É uma troca interessante: o próprio presidente diz que as vacinas não têm comprovação científica, mas as oferece. E cadê as vacinas?
Brincando de esconder
Greve de caminhoneiros é coisa muito séria. Derrubou governo no Chile, pôs na corda bamba o governo de Michel Temer. Mas falemos um pouco de vacinas: neste fim de semana chegaram ao Brasil dois milhões de doses da vacina de Oxford, enviadas pela Índia. Dos duzentos e poucos milhões de brasileiros, atendem a um milhão (são duas doses). O pessoal de saúde, os velhinhos, ficam todos aguardando a vacinação dos caminhoneiros? E isso não seria preciso: o Brasil rejeitou todas as vacinas que lhe foram oferecidas.
Não se metam
Há cerca de um ano, o Brasil poderia ter entrado na Covax, um grupo de 165 países que receberia vacinas a preços menores, com cota de 200 milhões de doses. Uns meses depois, após hesitar muito (Trump não lhe havia dado a ordem), Bolsonaro entrou, com cota de vinte milhões de vacinas. Em agosto, a Pfizer ofereceu ao Brasil 70 milhões de doses, a entregar até janeiro deste ano. O Brasil não respondeu.
Em 20 de outubro, o General Cloroquina, o superhomem da Logística que ocupa a Saúde, anunciou a compra de 46 milhões de doses da Coronavac. No dia seguinte, Bolsonaro desautorizou o Cloroca e disse que jamais compraria esta vacina. Vamos somar: são 316 milhões de doses que Bolsonaro não quis comprar quando havia estoques e que hoje seriam suficientes para a população brasileira – e com duas doses.
E não seria preciso ajoelhar-se ante Índia e China para implorar vacinas.
Sem fantasia
A informação de que o Governo chinês exige a demissão do chanceler Ernesto Araújo para liberar o Insumo Farmacêutico Ativo necessário para que Butantan e Fiocruz produzam as vacinas CoronaVac e Oxford é falsa. Em primeiro lugar, qual a diferença entre demitir o atual chanceler ou não? De qualquer forma, como até hoje, o posto continua vago. Mas esta coluna procurou pessoas com fortes contatos com a representação da China, que nos informaram que a Embaixada não tomaria tal atitude, pois seria intromissão nos assuntos internos de outro país.

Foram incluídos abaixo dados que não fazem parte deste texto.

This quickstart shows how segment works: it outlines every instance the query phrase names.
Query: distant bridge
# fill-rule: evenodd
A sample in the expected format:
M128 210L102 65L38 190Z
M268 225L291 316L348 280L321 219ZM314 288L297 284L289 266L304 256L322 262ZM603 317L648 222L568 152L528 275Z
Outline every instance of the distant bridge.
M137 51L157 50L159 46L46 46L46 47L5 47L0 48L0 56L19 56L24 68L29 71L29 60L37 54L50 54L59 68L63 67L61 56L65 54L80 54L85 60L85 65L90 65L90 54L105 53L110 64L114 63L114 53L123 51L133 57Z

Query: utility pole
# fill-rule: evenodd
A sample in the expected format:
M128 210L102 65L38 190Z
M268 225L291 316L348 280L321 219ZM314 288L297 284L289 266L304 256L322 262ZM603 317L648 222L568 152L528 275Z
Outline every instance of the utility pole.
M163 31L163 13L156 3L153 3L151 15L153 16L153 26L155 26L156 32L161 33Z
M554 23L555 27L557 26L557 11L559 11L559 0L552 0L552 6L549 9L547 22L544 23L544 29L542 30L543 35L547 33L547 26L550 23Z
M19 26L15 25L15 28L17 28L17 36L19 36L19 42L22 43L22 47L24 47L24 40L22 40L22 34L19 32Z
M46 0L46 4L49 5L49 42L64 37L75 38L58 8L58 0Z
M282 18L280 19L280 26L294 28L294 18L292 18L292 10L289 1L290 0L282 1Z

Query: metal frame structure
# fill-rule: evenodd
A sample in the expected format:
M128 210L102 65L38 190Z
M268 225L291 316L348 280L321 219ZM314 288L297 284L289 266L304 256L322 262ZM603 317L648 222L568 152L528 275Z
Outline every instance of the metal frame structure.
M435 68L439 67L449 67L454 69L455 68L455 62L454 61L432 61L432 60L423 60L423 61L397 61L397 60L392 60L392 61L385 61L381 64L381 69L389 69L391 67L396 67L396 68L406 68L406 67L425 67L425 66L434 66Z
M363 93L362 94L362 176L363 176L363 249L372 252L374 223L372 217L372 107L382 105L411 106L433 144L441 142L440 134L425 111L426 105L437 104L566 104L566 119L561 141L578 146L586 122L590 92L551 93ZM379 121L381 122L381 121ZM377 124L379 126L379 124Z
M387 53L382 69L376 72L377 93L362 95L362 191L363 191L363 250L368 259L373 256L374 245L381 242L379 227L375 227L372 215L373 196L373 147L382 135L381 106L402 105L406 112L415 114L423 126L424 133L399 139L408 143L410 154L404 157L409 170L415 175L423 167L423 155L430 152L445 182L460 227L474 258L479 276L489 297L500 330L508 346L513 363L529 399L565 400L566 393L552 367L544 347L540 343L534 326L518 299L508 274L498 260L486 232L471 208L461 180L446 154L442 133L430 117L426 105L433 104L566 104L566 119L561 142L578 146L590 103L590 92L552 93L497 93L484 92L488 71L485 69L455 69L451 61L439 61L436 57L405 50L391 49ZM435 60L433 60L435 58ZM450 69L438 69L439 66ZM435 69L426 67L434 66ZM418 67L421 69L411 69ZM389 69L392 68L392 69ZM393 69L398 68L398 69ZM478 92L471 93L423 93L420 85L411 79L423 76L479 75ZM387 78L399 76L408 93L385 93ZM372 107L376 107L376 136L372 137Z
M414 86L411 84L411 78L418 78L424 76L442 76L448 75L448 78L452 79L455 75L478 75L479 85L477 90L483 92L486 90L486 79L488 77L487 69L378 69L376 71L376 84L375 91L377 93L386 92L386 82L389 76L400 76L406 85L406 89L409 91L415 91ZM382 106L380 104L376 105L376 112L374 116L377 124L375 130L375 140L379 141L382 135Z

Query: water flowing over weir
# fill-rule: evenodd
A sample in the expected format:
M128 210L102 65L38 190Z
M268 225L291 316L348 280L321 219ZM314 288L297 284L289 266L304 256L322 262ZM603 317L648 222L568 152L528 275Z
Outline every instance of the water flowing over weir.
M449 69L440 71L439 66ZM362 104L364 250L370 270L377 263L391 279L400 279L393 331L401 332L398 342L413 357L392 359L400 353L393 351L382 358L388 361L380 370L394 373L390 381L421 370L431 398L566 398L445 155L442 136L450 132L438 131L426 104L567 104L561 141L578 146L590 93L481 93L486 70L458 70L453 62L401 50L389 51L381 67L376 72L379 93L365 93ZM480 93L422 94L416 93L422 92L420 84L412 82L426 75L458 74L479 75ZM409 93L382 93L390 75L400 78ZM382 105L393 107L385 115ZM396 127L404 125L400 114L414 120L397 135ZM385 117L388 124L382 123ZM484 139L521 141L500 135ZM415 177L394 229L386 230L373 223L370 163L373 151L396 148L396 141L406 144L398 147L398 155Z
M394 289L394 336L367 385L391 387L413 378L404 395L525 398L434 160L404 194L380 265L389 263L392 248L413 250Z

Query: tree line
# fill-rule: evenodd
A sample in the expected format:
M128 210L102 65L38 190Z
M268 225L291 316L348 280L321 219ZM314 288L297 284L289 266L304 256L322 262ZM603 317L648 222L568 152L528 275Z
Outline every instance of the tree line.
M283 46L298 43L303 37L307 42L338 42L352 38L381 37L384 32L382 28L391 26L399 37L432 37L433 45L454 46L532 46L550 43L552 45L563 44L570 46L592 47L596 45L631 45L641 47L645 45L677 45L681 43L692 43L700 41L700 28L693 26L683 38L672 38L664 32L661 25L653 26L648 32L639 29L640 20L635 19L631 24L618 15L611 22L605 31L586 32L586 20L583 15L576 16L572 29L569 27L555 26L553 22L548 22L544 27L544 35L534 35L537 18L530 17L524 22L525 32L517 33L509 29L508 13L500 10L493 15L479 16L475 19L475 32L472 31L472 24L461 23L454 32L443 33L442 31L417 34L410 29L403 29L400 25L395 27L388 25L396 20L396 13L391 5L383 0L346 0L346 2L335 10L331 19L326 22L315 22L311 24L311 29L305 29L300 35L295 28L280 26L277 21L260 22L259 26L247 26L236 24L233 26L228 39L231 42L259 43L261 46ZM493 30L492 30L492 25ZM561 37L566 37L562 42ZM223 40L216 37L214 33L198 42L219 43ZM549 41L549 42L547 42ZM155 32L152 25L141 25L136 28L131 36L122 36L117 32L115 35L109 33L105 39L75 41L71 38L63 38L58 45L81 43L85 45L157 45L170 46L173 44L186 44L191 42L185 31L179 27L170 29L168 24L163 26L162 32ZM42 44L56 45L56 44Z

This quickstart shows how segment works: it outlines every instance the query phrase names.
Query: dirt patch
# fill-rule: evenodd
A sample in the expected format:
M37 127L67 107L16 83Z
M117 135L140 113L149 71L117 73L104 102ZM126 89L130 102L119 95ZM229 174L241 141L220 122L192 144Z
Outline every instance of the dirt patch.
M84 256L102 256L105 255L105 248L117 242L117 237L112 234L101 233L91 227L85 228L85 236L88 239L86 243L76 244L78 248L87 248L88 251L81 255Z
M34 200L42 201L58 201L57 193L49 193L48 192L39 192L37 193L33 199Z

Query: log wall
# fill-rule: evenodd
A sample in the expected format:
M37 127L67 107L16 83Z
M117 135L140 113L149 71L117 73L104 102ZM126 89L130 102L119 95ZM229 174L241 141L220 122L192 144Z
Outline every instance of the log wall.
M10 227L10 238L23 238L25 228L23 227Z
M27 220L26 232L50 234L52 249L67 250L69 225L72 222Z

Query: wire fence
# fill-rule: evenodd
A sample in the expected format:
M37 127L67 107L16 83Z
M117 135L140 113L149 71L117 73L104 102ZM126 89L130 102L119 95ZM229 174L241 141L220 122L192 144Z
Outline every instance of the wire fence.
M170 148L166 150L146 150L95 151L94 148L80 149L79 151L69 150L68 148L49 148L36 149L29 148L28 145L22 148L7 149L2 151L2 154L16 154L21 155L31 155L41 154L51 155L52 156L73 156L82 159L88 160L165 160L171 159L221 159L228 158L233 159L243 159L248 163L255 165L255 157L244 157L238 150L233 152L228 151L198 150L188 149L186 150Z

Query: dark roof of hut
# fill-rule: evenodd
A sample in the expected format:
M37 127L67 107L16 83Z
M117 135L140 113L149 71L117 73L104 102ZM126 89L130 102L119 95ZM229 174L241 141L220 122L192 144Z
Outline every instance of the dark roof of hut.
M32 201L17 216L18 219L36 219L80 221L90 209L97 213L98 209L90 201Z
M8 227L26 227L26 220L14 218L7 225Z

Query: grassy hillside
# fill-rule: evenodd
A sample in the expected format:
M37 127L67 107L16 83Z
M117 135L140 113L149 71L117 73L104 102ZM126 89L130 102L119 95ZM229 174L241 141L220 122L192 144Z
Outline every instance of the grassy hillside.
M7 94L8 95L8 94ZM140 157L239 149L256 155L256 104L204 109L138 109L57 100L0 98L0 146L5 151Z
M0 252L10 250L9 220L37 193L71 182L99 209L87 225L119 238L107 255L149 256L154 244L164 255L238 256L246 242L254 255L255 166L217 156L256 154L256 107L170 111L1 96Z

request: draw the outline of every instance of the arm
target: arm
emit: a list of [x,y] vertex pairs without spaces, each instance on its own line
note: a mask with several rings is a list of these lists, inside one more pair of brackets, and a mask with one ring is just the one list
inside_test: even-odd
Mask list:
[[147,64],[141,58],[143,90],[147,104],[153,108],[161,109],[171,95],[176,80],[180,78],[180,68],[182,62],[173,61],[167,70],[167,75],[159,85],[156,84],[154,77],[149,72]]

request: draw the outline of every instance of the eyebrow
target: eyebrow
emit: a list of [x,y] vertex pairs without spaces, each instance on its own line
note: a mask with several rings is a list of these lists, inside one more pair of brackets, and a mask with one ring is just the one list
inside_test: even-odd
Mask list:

Gostariam, é verdade, que o Brasil afastasse o chanceler, um criador de casos, mas não farão nem a sugestão.
E o impeachment?
Por enquanto, nem sim nem não: o prestígio de Bolsonaro se derreteu bem rapidamente pela má gestão da pandemia, mas não é impossível que consiga se recuperar. Ele tem apoio no Congresso e cargos para garantir esses apoios. Mas, se as manifestações de rua ganharem força, até os parlamentares mais fiéis às mordomias podem sentir-se tentados a abandoná-lo. Político até enfrenta problemas para não largar o osso, mas não pula no abismo. Lembre o deputado, que estava viajando, da tropa de choque de Collor. Quando viu que o impeachment seria aprovado, voltou a Brasília e votou a favor.